和・洋・中を比較文化学的に考察する。トピックは音楽、映画、本の紹介、歴史、文学、評論、研究等 多岐にわたる。

「触れ合い体験 実は苦手です」



「触れ合い体験 実は苦手です」
 2022.2.14 月 京都新聞夕刊 1面 のタイトルである。京都動物園で、テンジクネズミ(モルモット)が、実は子供らとの「触れ合い体験」が「苦手」だったことが判明したという記事内容である。コロナで約一年半、幼児との触れ合い体験(幼児がテンジクネズミを抱っこしたり、膝にのせたり、自由に触りまくる)を休止していたところ、以前は消化不良などで治療が必要なテンジクネズミもいたが、触れ合い体験を休止している間は、治療回数が激減し、19年と20年の4~9月の治療回数を比較すると、19年は111件、20年は61件で、ほぼ半減したという。テンジクネズミは警戒心が強く、臆病で、同園の獣医師は「触れられることがストレスになり、消化管に不調を起こしていた可能性が大きい」と説明する。同園は抱っこを楽しみにしていた子供たちには申し訳ないが、「動物福祉の観点から理解してほしい」としている。(記事要約、文責筆者。)
   「動物福祉」とは「一般的に、人間が動物に対して与える痛みやストレスといった苦痛を最小限に抑えるなどの配慮により、動物の待遇を改善しようとする考えのことをいう。動物福祉(アニマルウェルフェア)は、近代以降に西洋で生まれ、家畜動物を対象として大きく発展した概念である。
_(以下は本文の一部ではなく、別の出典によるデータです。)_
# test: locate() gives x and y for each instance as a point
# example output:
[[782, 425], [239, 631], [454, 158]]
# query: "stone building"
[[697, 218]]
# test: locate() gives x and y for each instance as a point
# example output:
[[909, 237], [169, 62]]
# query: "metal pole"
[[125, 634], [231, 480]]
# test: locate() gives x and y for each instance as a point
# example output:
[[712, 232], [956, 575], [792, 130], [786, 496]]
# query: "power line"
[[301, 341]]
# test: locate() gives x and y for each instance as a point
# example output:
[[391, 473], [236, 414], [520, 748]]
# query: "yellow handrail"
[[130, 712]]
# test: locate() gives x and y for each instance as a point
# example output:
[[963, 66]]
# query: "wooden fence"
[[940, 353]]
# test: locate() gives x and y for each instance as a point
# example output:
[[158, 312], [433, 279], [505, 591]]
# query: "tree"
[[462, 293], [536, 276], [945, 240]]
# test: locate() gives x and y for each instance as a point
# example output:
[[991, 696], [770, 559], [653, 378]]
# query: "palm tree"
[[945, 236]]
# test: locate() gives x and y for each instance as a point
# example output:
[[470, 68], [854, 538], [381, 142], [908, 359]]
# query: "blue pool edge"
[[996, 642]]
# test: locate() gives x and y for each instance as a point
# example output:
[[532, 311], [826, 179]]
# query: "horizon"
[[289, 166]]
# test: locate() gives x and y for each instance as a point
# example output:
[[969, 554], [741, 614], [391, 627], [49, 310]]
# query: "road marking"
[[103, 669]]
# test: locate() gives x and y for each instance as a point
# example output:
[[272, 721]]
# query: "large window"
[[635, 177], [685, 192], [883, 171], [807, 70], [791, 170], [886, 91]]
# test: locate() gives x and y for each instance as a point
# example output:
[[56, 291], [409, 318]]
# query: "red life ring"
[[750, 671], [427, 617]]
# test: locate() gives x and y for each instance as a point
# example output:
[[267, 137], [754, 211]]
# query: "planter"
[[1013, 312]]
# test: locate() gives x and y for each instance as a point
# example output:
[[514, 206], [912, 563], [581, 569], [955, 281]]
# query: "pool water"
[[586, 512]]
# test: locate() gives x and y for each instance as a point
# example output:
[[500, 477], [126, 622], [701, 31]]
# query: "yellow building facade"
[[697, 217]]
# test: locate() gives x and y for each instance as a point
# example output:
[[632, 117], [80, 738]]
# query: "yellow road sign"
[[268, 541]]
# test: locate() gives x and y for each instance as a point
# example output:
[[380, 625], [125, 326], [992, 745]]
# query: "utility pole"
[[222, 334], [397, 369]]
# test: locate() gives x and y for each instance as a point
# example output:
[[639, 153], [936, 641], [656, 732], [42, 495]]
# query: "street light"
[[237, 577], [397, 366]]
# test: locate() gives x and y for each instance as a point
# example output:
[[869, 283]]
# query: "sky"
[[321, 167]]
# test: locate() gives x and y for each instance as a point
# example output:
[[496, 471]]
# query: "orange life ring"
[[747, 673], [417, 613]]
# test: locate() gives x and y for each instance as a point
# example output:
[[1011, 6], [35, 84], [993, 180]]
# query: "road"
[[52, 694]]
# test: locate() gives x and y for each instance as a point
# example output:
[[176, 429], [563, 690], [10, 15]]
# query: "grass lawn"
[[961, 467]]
日本国内では、「Animal Welfare(アニマルウェルフェア)」は「動物福祉」や「家畜福祉」と和訳されることが多いが、動物福祉という語感から、感情的な「愛護」や介護・医療など含む社会保障を連想する「福祉」だと誤解される場合もあるため、日本国内で使用するときは和訳せずにアニマルウェルフェアとそのまま表記されることもある」(ウイキペディア 2022.2.15 閲覧)。
 私も 「動物福祉」を「感情的な「愛護」や介護・医療など含む社会保障を連想する「福祉」だと誤解」してしまい、思わず、失笑してしまった。比較文化で、西洋のキリスト教は、動物を神からの贈り物と考えるから、牛や豚を殺戮して、食べることに西洋人は罪悪感がないとよく言われてきた。しかし、「動物福祉(アニマルウェルフェア)は、近代以降に西洋で生まれ、家畜動物を対象として大きく発展した概念である」なら、反キリスト教的概念なのかもしれず、ビーガンなどもそこから出てきたのかと想像してしまう。
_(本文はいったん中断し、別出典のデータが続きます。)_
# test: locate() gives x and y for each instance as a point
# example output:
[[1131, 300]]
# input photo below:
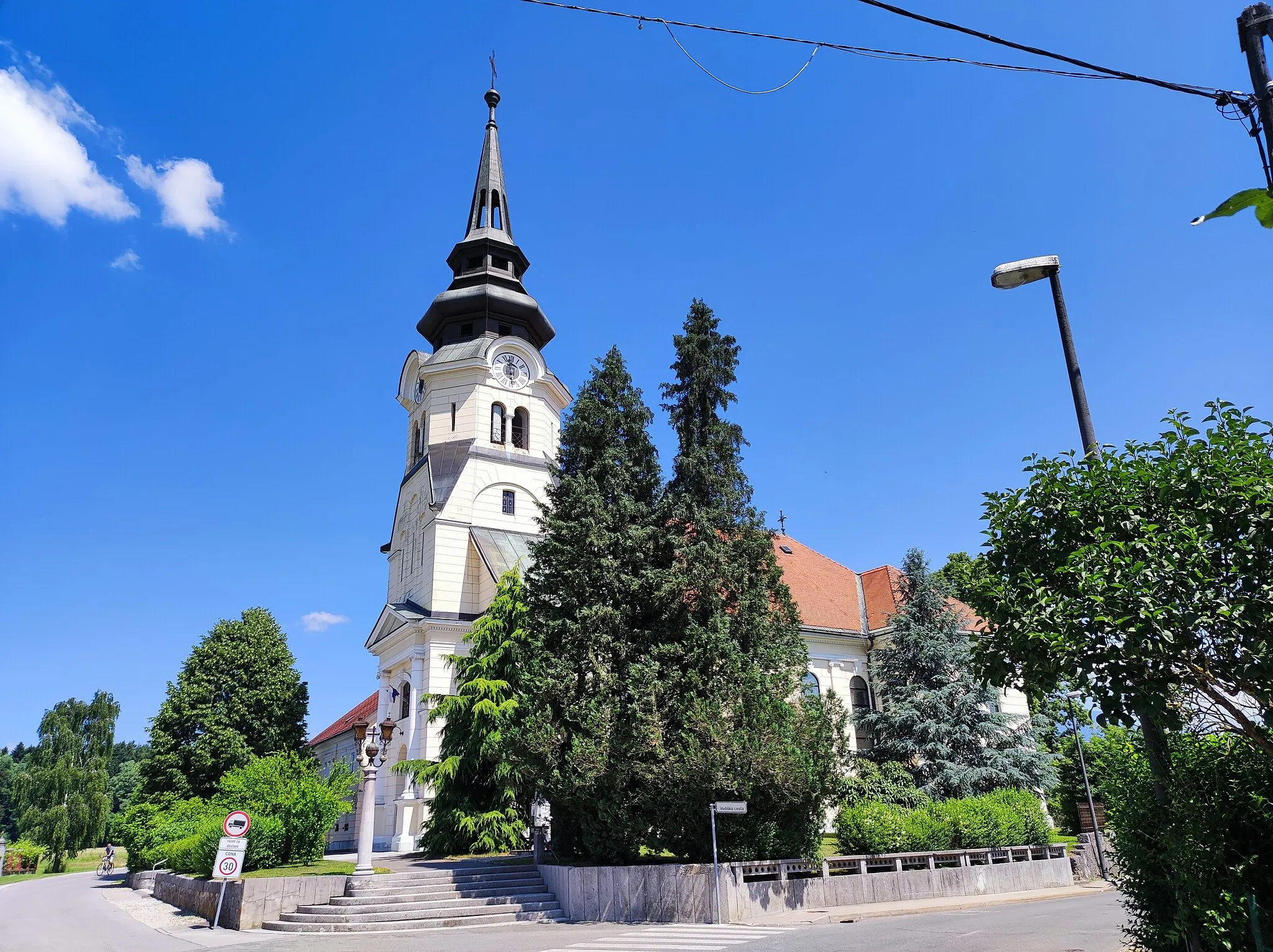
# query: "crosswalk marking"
[[689, 937]]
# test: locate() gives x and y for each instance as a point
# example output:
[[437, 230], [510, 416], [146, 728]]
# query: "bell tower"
[[483, 427]]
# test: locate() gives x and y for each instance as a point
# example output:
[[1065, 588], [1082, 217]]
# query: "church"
[[483, 419]]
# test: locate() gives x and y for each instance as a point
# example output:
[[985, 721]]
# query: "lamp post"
[[1018, 273], [372, 744], [1088, 787]]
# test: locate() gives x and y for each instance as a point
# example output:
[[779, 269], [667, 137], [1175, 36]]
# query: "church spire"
[[487, 297], [489, 208]]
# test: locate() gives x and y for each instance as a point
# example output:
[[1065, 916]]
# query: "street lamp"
[[372, 743], [1018, 273], [1082, 765]]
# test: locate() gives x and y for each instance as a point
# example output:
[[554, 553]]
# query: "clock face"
[[512, 371]]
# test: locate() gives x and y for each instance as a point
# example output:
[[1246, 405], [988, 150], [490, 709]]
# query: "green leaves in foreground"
[[1258, 199]]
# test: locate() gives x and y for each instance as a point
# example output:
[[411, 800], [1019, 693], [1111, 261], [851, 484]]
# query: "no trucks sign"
[[237, 824]]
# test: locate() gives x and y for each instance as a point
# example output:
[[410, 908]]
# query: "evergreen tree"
[[239, 695], [735, 722], [63, 794], [476, 805], [936, 717], [592, 732]]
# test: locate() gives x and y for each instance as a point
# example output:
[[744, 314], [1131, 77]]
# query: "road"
[[71, 913]]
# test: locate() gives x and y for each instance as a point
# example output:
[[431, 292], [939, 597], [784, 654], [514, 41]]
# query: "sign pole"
[[222, 896], [716, 866]]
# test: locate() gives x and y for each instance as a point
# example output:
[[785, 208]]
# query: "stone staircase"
[[431, 897]]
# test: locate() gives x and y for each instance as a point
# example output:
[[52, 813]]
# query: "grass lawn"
[[87, 861], [324, 867]]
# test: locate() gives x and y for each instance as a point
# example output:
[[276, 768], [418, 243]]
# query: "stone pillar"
[[365, 823], [384, 810]]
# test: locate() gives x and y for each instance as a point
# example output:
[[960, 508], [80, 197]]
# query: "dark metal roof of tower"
[[487, 265]]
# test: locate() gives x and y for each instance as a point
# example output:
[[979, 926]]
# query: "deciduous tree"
[[63, 792], [239, 695]]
 閑話休題、こうした記事に抜本的な視点はなく、では動物園自体おかしいじゃないかということにまでは踏み込まない。そういう記事は編集、デスクがつぶすのだろう。結果、生ぬるい記事が出来上がる。何も記事がなかったら、動物記事でというのは、新聞屋の「常識」らしいが、「コロナのメリット」というタイトルまではつけない。批判されるからである。新聞記事が面白くないのが多いのは、こうした「からくり」のもとに記事が書かれ、管理されているからである。「新聞屋・マスコミ ゲス貴族」ですね。